The geometry and the extracted fluid volume will remain the same as case 1. In case 2 we will refine the mesh and insert some inflation layers to see any changes in the CHT analysis.

2. Meshing

• First, we have to name all the boundaries. After naming all the boundaries we can generate the mesh. The following named selections were defined:
• Inlets, outlet, and outer wall convection.
• In case 2, we have to generate a more refined mesh. In the image below we can see the mesh details.

• Here we can see the mesh details, as compared to case 1 we have created much finner mesh with inflation layers.
• Element size: 10 mm.
• The total thickness for the inflation layer: 5 mm.
• Total no. of inflation layers: 5
• Total nodes: 254358.
• Total no of elements: 1,196,317.

Generated mesh

• In the image, we can see the generated mesh, the generated mesh is much finer in this case.

Inflation layers

3. Setup

• Steady-state analysis.
• Solver: pressure based.
• Velocity formulation: absolute.
• Solution method used: SIMPLE.
• Viscous model: k-epsilon.
• Solid material: Aluminium, Fluid: air
• Now we have to define the boundary condition.
• Inlet velocity: 5 m/s. Temperature: 700 k.
• Outlet gauge pressure: 0 pascals.
• Outer wall thermal condition: convection, heat transfer coefficient: 20 W m^-2 K^-1.
• After initializing the solution, in the postprocessing menu, we will create a contour plot to monitor the temperature on the outer wall of the exhaust manifold.
• Run the calculation for 200 iterations.

4. Solution

Residuals

• The above graph is of residuals, we can see in the above image that the solution is converged after 30 iterations.

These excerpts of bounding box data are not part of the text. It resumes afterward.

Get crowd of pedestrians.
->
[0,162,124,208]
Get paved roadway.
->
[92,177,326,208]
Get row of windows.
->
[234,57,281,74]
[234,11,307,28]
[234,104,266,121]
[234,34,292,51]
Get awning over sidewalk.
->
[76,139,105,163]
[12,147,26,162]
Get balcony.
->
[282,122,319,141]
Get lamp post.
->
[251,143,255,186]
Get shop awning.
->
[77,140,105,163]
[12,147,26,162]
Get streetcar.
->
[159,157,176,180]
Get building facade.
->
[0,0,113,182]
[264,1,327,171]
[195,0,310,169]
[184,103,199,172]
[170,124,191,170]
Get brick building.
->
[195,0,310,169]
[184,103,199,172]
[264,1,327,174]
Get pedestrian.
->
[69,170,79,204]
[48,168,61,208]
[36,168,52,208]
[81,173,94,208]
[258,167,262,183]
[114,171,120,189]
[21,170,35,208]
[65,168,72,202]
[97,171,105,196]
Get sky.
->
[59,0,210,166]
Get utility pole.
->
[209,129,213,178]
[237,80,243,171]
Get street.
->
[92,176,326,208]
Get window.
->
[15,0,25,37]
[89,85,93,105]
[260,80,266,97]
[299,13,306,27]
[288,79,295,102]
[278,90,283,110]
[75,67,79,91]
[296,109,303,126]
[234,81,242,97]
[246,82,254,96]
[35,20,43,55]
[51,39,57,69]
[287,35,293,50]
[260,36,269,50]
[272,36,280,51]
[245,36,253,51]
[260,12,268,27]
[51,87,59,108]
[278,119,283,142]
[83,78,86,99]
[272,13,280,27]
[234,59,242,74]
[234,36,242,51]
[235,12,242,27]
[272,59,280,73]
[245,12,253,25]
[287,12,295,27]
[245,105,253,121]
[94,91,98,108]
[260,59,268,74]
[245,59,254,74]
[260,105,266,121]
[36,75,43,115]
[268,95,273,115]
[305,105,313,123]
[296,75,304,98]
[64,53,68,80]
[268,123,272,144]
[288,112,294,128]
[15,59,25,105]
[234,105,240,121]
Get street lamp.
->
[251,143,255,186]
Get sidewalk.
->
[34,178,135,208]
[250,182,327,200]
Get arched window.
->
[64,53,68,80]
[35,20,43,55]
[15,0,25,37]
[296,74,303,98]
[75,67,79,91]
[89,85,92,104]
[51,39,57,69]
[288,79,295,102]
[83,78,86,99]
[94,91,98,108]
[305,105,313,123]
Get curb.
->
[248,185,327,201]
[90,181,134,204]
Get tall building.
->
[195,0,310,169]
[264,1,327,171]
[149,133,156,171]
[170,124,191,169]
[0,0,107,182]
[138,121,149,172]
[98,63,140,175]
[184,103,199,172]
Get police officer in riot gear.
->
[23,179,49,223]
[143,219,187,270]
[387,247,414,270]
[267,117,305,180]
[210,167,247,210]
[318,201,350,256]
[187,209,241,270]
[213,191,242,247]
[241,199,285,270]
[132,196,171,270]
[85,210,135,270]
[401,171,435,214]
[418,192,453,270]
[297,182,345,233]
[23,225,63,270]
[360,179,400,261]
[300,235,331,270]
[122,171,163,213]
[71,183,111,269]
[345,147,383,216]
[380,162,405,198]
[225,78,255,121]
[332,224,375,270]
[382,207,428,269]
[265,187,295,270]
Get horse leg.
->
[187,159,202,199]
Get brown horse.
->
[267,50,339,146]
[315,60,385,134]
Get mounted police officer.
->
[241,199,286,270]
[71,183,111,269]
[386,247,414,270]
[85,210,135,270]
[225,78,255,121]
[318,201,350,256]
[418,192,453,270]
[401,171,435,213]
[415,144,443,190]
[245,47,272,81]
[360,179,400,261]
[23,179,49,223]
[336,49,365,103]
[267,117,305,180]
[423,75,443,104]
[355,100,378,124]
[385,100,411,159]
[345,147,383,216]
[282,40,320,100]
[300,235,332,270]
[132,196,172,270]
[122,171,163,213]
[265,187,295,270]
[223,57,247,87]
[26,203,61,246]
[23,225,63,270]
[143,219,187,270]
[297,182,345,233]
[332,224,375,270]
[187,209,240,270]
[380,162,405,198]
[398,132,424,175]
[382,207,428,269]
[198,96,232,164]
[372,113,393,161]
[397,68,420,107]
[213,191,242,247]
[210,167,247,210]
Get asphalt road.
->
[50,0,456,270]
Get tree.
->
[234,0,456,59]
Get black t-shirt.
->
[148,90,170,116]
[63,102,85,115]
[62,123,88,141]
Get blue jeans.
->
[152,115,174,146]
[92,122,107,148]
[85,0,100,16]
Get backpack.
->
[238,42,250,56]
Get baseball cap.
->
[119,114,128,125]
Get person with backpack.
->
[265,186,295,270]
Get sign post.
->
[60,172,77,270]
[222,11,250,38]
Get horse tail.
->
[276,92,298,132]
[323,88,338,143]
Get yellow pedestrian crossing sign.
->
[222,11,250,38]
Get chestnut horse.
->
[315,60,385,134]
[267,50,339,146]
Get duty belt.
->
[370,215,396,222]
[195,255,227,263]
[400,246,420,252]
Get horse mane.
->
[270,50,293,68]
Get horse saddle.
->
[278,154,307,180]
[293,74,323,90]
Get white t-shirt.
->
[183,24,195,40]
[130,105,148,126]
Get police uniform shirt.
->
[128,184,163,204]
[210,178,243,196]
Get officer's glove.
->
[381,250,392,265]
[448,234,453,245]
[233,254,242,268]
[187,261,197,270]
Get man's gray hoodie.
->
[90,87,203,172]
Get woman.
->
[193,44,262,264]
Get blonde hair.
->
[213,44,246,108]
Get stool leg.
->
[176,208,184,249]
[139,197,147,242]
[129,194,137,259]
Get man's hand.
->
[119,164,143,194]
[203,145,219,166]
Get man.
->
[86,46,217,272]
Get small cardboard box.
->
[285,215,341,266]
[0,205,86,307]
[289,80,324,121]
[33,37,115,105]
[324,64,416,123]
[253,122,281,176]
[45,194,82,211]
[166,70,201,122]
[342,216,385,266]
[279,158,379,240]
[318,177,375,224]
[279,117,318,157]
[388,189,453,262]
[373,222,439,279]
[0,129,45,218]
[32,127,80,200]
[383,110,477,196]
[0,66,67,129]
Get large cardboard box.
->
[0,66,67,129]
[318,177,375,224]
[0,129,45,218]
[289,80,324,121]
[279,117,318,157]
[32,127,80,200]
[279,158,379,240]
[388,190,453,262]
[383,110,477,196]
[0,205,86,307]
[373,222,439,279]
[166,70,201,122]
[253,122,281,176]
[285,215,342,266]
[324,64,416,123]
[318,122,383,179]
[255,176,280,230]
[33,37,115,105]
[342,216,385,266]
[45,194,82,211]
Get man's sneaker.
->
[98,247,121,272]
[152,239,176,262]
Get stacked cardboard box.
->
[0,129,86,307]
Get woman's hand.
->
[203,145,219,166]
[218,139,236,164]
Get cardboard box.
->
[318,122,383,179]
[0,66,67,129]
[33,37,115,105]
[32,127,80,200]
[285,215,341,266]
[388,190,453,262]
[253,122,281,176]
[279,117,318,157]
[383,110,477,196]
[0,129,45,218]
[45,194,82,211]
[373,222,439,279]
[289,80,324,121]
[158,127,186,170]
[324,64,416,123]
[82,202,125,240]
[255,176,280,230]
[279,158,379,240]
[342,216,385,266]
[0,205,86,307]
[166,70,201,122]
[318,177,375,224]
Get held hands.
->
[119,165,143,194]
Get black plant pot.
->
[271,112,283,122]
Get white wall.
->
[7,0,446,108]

Temperature contour on the outer wall of the exhaust manifold.

• In case 2 we can see that the lowest temperature is 504.56 K, in case 1 the lowest temperature is 463.96 K.
• We can clearly see that the mesh refinement has led to a change in the temperature contour of the outer wall of the exhaust manifold.
• the highest temperature is at the outlet region of the exhaust manifold.

Temperature contour on a cutplane for fluid volume.

• In the above two images, we can see the temperature at the four inlets and the outlet.
• The temperature of the flowing fluid is highest at the outlet pipe of the exhaust manifold.
• Here we can see that the temperature contour is much more detailed. The contour is much more defined properly near the inner surface of the exhaust manifold.

Velocity streamlines and velocity contours

• In case 2 we can see that the maximum velocity is 40.09 m/s while in case 1 the maximum velocity was 37.51 m/s. The velocity is more accurately simulated after mesh refinement in case 2. 
• The velocity contour is much more detailed in case 2 because of mesh refinement.

Heat transfer coefficient

• The heat transfer coefficient is higher in case 2 as compared to case 1. The mesh refinement and inflation layers led to better simulation in case 2.
• The maximum heat transfer coefficient is 211.05 W m^-2 K^-1 in case 2. 

Conclusion

• Performed CHT analysis on the exhaust manifold for two cases.
• The results are different in case 2 which has finner mesh with inflation layers.
• The second case has a higher value of HTC and fluid velocity.
• The contour plots are much more detailed in case 2 because of the mesh refinement and inflation layers.

Comparison

Verification of the Heat Transfer Coefficient (HTC) results

Verification of the simulation results can be done by performing a grid dependence test. We can run the simulation for different grid sizes until the results are independent of the grid size.

We can also verify the HTC results by calculating the theoretical value of the Nusselt number (Nu) and then equating it with the numerical results.

Theoretical Nusselt number

`Nu = 0.023*Re^(4/5)*Pr^(0.4)`

Re - Reynolds number.

Pr - Prandtl number.

Numerical value

`Nu = (h*l)/k`

h - convective heat transfer coefficient of the flow.

l - characteristic length.

k - thermal conductivity of the fluid.

Factors affecting the accuracy of the prediction

• The total number of elements in the mesh.
• The type of elements in the generated mesh.
• The perfect connection between the mesh of fluid volume and the solid volume.
• Use of inflation layers.
• Mesh quality criteria.
• Appropriate selection of the turbulence model.